Carolina Praying Mantis (often written “mantid”, referring to family Mantidae) (Stagmomantis carolina) is the only species of praying mantis native to the U.S. However, about 20 species are found in the U.S. Most ubiquitous here is the European mantis (M. religiosa). Chinese Praying Mantid (Tenodera aridifolia) is the largest species by size in the U.S., measuring almost 4 inches in length. They’re easily purchased in kits for school age children who raise them as a pet or study mantids as part of a nature project.
Praying mantids are typically green or brown and can disguise themselves as a dried slender leaf or twig.
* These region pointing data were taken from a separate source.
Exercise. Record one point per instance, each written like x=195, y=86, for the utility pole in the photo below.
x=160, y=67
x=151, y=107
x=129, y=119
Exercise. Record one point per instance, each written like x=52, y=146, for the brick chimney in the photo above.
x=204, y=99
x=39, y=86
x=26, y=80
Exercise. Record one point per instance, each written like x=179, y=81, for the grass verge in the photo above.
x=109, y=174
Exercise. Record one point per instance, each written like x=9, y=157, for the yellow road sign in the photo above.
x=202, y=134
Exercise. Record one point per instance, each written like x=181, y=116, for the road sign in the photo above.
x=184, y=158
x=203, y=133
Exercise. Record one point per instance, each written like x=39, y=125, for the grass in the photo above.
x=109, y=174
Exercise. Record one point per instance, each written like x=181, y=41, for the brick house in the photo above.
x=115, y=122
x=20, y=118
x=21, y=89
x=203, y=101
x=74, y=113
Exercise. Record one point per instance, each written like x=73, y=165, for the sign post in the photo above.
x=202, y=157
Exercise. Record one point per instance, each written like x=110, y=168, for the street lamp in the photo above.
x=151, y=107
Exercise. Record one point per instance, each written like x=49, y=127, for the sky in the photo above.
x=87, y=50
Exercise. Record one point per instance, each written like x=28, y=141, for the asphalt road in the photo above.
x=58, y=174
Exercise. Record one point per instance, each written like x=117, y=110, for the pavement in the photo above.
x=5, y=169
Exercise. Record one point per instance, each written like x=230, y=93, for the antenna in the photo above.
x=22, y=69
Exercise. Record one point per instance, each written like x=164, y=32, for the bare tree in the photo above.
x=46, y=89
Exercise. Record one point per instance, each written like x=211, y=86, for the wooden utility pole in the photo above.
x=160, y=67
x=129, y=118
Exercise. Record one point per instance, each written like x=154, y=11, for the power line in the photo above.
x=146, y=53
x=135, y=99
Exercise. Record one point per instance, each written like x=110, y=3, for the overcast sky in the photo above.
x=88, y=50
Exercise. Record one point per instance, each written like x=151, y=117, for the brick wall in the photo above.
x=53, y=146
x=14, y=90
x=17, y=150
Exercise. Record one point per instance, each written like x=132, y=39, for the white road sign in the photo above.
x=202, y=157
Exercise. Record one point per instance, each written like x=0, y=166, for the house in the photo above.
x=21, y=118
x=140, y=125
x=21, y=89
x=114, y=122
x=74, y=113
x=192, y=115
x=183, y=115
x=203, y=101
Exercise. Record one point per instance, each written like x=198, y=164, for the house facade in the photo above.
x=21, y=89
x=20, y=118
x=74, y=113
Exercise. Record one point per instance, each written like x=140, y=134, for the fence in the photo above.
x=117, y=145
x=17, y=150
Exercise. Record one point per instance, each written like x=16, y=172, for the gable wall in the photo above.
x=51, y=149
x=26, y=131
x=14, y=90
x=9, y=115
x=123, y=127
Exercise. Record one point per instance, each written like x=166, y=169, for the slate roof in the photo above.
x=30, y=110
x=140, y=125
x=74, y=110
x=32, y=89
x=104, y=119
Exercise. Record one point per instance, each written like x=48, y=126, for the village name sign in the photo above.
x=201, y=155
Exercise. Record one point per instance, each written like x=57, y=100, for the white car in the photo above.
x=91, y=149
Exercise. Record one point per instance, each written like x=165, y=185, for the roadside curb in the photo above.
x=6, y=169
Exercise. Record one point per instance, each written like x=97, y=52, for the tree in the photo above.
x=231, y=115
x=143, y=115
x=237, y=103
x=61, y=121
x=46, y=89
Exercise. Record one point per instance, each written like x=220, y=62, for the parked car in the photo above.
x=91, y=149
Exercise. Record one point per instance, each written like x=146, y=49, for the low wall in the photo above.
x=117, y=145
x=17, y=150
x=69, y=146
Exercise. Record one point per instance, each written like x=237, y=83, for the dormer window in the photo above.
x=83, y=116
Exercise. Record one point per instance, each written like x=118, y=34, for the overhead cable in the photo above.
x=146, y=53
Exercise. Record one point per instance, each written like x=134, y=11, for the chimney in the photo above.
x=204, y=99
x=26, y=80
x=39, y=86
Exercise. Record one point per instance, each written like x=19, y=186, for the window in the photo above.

Praying mantids are named for their prominent front legs, which are bent and held together at an angle that suggests the position of prayer. Mantids are formidable predators. They have triangular heads poised on a long “neck,” or elongated thorax. They can turn their heads 180 degrees to scan their surroundings with two large compound eyes and three other simple eyes located between them. No other insect can do that.
Praying mantids lie in wait to capture their quarry, be it moths, crickets, grasshoppers, flies, and other insects. An adult female sometimes eats her mate after mating. Mantids snare their prey with their front legs with rapid reflexes. Their legs are further equipped with spikes for capturing and pinning their prey.
Females regularly lay hundreds of eggs in a protective egg case (ootheca), and nymphs hatch looking much like tiny versions of their parents. People may be shocked to find several hundred hatchlings coming from egg cases attached to firewood that was brought indoors.
Larger species of mantids can catch and eat lizards, frogs, and even tiny birds like hummingbirds. Mantids don’t discriminate between good bugs and bad bugs such as beneficial bees, lacewings and moths. To turn the tables, bats feed on praying mantids.